Carlo Ratti ha così motivato la decisione di assegnare il Leone d’Oro alla Carriera a Donna Haraway: “Donna Haraway è una delle voci più riconoscibili del pensiero contemporaneo a cavallo tra scienze sociali, antropologia, critica femminista e filosofia della tecnologia. Negli ultimi quattro decenni ha saputo esplorare, in maniera multidisciplinare e con una costante capacità di invenzione linguistica, temi come l’impatto dell’evoluzione tecnologica sulla nostra natura biologica, o i modi in cui il contesto ambientale del Chthulucene stiano ridefinendo i confini tra umano e non umano. Haraway ha inventato questa definizione – sulla scia dello scrittore statunitense H.P. Lovecraft – come alternativa al termine “Antropocene” per enfatizzare l’urgenza della coesistenza e della simbiosi con altre specie».

Donna Haraway è nata il 6 settembre 1944 a Denver ed è Distinguished Professor Emerita presso il Dipartimento di Storia della Coscienza dell’Università della California, Santa Cruz (UCSC). Dopo aver conseguito un dottorato in Biologia a Yale nel 1972, ha intrapreso un percorso accademico incentrato sugli studi sulla scienza e la tecnologia, affrontandone le implicazioni culturali, filosofiche e politiche attraverso una prospettiva interdisciplinare che unisce teoria femminista e studi multispecie. Presso la UCSC, partecipa attivamente allo Science and Justice Research Center e al Center for Cultural Studies

La sua riflessione si concentra sull’intreccio tra biologia, politica e cultura, e si articola attraverso il confronto con la fantascienza, la fabulazione speculativa, il femminismo speculativo, la scienza e le pratiche di coabitazione multispecie. Il pensiero di Haraway si distingue così per un approccio critico, ma fortemente immaginativo, volto a delineare mondi alternativi in cui superare o attenuare le sfide del presente grazie alla costruzione di nuovi miti e alla sperimentazione di forme inedite di parentela.

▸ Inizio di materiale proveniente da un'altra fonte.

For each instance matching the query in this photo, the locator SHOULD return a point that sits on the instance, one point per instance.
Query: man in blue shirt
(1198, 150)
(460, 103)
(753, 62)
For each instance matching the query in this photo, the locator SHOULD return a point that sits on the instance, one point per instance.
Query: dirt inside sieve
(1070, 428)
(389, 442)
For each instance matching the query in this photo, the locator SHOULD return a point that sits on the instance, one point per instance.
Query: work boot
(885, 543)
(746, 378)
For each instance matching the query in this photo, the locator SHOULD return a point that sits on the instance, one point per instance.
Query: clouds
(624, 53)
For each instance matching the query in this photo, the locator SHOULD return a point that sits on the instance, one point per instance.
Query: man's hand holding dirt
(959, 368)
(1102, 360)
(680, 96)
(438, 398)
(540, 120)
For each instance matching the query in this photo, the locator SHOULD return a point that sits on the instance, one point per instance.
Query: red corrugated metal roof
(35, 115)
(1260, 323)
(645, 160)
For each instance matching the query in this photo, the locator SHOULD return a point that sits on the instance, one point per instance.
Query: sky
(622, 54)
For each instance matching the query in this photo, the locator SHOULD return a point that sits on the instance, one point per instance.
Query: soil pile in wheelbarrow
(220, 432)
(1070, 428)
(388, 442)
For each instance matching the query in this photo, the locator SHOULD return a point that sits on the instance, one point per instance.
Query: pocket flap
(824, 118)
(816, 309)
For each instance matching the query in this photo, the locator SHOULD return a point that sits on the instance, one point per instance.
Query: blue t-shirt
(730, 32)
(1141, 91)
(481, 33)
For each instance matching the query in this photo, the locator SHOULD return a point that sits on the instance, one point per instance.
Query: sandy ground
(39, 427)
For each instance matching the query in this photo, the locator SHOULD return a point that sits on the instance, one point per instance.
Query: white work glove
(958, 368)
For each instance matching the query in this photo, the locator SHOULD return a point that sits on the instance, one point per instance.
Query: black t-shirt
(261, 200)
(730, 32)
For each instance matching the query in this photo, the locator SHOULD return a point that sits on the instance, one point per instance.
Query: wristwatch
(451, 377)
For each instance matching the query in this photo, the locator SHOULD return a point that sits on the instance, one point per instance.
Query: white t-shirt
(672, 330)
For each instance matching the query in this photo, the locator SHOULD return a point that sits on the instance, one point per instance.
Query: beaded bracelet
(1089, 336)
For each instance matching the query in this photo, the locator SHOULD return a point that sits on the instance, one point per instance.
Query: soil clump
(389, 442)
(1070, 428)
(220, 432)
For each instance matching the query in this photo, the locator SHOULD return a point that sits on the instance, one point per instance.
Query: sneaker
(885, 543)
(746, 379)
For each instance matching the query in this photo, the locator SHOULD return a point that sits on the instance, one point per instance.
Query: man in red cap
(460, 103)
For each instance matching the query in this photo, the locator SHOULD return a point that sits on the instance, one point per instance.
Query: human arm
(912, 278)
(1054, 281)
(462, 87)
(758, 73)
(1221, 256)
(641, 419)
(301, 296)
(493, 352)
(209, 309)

Il Leone d’Oro Speciale alla Memoria a Italo Rota

Carlo Ratti lo ha ricordato così: “L’avventura della Biennale Architettura 2025 iniziò insieme a Italo Rota alla fine del 2023. Si interruppe tragicamente con la sua scomparsa avvenuta un anno fa. Per questo motivo, sono particolarmente contento che il Consiglio di Amministrazione della Biennale di Venezia abbia accettato la mia proposta di conferire a Italo l’alto riconoscimento del Leone d’Oro Speciale alla Memoria”.

Italo Rota, nato a Milano il 2 ottobre 1953 e scomparso il 6 aprile 2024, ha dedicato oltre tre decenni a una ricerca progettuale avanzata e trasversale, spaziando dall’arte contemporanea alla robotica, con l’obiettivo di integrare sostenibilità e bellezza umanistica in soluzioni architettoniche innovative e d’impatto. Laureatosi al Politecnico di Milano, collaborò a lungo con Vittorio Gregotti e Franco Albini, per poi affermarsi, all’inizio degli anni Ottanta, vincendo insieme a Gae Aulenti e Piero Castiglioni il concorso per gli interni del Musée d’Orsay.

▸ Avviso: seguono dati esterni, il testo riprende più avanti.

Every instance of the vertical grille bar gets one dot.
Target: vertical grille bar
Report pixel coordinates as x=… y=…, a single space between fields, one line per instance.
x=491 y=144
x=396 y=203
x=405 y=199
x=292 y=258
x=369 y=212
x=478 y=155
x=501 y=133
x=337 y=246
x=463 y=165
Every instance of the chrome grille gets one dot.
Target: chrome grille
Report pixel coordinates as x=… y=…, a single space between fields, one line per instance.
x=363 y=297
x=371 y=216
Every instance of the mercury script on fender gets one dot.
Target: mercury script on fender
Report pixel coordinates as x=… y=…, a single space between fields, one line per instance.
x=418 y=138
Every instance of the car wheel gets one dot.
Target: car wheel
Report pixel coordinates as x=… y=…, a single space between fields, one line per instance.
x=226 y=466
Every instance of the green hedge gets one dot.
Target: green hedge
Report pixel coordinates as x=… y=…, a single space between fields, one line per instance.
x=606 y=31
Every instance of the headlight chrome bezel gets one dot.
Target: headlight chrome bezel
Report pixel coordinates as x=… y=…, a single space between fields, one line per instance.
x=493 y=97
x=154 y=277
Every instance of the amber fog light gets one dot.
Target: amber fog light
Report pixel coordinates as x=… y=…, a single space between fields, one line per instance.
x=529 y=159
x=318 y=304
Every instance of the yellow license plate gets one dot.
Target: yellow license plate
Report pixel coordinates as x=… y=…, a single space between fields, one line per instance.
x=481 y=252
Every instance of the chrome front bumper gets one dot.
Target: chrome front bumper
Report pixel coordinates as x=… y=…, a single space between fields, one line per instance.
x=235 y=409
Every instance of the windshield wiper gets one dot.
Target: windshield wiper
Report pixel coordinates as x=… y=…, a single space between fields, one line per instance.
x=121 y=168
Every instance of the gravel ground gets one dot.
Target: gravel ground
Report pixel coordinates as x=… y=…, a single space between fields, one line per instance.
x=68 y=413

Stabilitosi a Parigi, Rota firmò progetti come la ristrutturazione del Museo d’Arte Moderna del Centre Pompidou (assieme a Gae Aulenti), l’illuminazione della Cattedrale di Notre Dame e delle rive della Senna, il restauro del centro di Nantes e le sale della Scuola francese alla Cour Carré del Louvre. Fece poi ritorno a Milano nei primi anni Novanta.

La sua opera ha lasciato tracce significative in Italia e all’estero, con interventi quali la Fabbrica di Robot Elatech a Brembilla, il Teatro dei bambini in Maciachini a Milano, il Padiglione laboratorio Noosphere presso la Triennale di Milano, e i Padiglioni EXPO 2015 dedicati al Kuwait, al Vino Italiano e a Arts and Foods. Tra le sue opere emblematiche si annoverano anche il Museo del Novecento in Piazza Duomo a Milano, il Tempio Indù a Dolvy, in India, e la sede della Columbia University a New York.